Sunday, July 23, 2017

Did Joseph Smith Make Up the Book of Mormon?


It's amazing to me that there are still people who say that "Joseph Smith made up the Book of Mormon". Let's see if we can clear this argument up once and for all (again). ;)

Below is an excerpt from Collected Works of Hugh Nibley, Vol. 8, Ch. 11, pp. 221-2 where Professor Nibley explains to his student precisely how difficult this would have been for Joseph to accomplish. Among members of the Church of Jesus Christ of Latter-Day saints, this is a familiar "meme", but it is not well-known to the world at large.

Before reading this, keep in mind that Joseph had exactly none of the modern-day conveniences that modern-day fiction writers have. And even they strain and exert themselves to overcome writer's block, research challenges, plot holes, continuity problems, grammar difficulties, character naming trouble, and a variety of other authorship issues that, today, should be easy by comparison.

Professor Nibley told his students:
"Since Joseph Smith was younger than most of you and not nearly so experienced or well-educated as any of you at the time he copyrighted the Book of Mormon, it should not be too much to ask you to hand in by the end of the semester (which will give you more time than he had) a paper of, say, five to six hundred pages in length. Call it a sacred book if you will, and give it the form of a history. Tell of a community of wandering Jews in ancient times; have all sorts of characters in your story, and involve them in all sorts of public and private vicissitudes; give them names--hundreds of them--pretending that they are real Hebrew and Egyptian names of circa 600 b.c.; be lavish with cultural and technical details--manners and customs, arts and industries, political and religious institutions, rites, and traditions, include long and complicated military and economic histories; have your narrative cover a thousand years without any large gaps; keep a number of interrelated local histories going at once; feel free to introduce religious controversy and philosophical discussion, but always in a plausible setting; observe the appropriate literary conventions and explain the derivation and transmission of your varied historical materials.  
"Above all, do not ever contradict yourself! For now we come to the really hard part of this little assignment. You and I know that you are making this all up--we have our little joke--but just the same you are going to be required to have your paper published when you finish it, not as fiction or romance, but as a true history! After you have handed it in you may make no changes in it (in this class we always use the first edition of the Book of Mormon); what is more, you are to invite any and all scholars to read and criticize your work freely, explaining to them that it is a sacred book on a par with the Bible. If they seem over-skeptical, you might tell them that you translated the book from original records by the aid of the Urim and Thummim--they will love that! Further to allay their misgivings, you might tell them that the original manuscript was on golden plates, and that you got the plates from an angel. Now go to work and good luck! 
"To date no student has carried out this assignment, which, of course, was not meant seriously. But why not? If anybody could write the Book of Mormon, as we have been so often assured, it is high time that somebody, some devoted and learned minister of the gospel, let us say, performed the invaluable public service of showing the world that it can be done." 
Again, let me emphasize that Joseph Smith had no professors, no libraries, no store of common knowledge of any of these subjects. He had no computers, spell check, Internet, or other founts of wisdom about the ancient world and languages. All he had was the revelation he initially received via Urim and Thummim (yes, the concept of a Urim and Thummim is biblical and also something Joseph was not likely to have been previously familiar with at that age) and, as he became more comfortable with the process of revelation, direct information from the Spirit.

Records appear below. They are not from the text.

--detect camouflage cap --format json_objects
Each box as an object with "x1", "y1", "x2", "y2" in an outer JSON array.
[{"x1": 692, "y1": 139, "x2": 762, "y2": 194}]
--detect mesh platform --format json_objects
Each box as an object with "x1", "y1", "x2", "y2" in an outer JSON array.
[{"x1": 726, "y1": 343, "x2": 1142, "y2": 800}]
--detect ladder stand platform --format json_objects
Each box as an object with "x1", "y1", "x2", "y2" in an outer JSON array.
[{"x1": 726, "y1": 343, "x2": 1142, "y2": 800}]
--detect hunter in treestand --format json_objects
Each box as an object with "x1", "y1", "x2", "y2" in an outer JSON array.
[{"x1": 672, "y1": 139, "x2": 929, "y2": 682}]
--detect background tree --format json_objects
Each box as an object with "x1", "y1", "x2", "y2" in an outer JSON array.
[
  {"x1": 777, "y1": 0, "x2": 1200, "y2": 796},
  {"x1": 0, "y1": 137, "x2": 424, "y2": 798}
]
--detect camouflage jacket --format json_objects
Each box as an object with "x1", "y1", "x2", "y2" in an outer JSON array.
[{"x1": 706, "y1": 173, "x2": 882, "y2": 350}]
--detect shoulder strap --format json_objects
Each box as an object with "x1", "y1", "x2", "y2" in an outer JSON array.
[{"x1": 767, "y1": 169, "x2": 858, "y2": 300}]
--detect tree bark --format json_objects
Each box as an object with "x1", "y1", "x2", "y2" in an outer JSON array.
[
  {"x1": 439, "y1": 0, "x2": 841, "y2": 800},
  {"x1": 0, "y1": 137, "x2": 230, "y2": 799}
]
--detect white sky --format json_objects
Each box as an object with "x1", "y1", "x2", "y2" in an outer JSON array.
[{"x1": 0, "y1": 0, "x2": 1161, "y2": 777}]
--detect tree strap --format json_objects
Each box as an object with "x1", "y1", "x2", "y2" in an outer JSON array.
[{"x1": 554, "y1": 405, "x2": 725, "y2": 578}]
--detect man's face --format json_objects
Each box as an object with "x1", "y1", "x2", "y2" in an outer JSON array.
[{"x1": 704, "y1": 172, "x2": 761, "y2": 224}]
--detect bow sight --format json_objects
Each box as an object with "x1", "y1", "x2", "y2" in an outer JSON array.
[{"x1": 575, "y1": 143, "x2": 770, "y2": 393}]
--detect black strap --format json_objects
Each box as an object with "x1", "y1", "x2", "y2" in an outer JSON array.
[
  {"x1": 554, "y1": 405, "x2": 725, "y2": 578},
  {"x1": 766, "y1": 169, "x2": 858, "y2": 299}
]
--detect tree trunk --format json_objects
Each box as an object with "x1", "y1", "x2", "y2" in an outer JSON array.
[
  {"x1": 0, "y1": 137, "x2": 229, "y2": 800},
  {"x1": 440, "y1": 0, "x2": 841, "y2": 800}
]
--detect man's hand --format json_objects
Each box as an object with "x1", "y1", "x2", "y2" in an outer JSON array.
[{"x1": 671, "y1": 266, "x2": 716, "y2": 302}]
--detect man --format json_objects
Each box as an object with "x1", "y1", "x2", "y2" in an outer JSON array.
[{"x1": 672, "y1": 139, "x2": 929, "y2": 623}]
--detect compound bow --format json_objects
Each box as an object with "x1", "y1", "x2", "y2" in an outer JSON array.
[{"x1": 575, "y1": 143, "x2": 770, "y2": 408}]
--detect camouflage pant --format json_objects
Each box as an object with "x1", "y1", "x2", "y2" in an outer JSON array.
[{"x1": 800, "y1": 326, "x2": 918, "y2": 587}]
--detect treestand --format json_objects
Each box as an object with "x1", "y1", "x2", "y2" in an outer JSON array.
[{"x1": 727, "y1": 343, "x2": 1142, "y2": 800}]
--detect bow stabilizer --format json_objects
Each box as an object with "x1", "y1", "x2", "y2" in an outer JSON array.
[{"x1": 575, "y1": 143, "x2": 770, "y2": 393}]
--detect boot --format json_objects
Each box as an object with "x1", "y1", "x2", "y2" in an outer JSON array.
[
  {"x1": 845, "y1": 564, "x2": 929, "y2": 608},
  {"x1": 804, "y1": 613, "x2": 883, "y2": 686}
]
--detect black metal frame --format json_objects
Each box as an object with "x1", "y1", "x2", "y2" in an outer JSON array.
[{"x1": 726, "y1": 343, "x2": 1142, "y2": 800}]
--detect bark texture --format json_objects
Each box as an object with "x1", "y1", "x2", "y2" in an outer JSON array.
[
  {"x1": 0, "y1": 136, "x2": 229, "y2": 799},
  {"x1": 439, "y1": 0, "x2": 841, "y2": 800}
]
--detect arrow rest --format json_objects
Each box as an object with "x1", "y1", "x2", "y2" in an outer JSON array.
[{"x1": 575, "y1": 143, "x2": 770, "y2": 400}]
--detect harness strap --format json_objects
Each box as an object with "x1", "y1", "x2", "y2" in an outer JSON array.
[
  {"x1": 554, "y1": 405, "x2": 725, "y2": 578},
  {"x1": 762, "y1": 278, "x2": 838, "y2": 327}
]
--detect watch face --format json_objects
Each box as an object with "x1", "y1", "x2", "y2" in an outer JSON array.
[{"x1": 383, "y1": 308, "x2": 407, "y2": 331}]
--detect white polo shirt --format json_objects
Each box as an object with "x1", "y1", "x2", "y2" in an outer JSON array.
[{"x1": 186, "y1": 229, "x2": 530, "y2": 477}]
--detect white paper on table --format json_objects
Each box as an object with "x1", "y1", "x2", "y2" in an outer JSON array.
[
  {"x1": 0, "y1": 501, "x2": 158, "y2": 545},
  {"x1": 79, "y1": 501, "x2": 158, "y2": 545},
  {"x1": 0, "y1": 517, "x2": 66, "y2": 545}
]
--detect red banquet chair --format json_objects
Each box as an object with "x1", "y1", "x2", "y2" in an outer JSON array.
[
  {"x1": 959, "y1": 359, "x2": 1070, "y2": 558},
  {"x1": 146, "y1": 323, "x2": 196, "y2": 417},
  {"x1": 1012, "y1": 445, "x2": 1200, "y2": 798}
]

Another excerpt from Professor Nibley's writings is also helpful in understanding just how authentically divine the Book of Mormon has to be.
"The book starts out with a colophon telling us whose hand wrote it, what his sources were, and what it is about; the author boasts of his pious parents and good education, explaining that his background was an equal mixture of Egyptian and Jewish, and then moves into this history establishing time, place, and background; the situation at Jerusalem and the reaction of Nephi's father to it, his misgivings, his prayers, a manifestation that came to him in the desert as he traveled on business and sent him back post-haste "to his own house at Jerusalem," where he has a great apocalyptic vision. 
"All this and more in the first seven verses of the Book of Mormon. The writer knows exactly what he is going to say and wastes no time in saying it. Throughout the book we get the impression that it really is what its authors claim it to be, a highly condensed account from much fuller records. We can imagine our young rustic getting off to this flying start, but can we imagine him keeping up the pace for ten pages? For 588 pages the story never drags, the author never hesitates or wanders, he is never at a loss. What is really amazing is that he never contradicts himself." -- Collected Works of Hugh Nibley, Vol. 8, p. 227
If you'd like to know more about the real Book of Mormon translation process, look no further than the LDS Church website. The Joseph Smith Papers project is also a direct source of primary documentation and accurate knowledge about the translation of the Book of Mormon.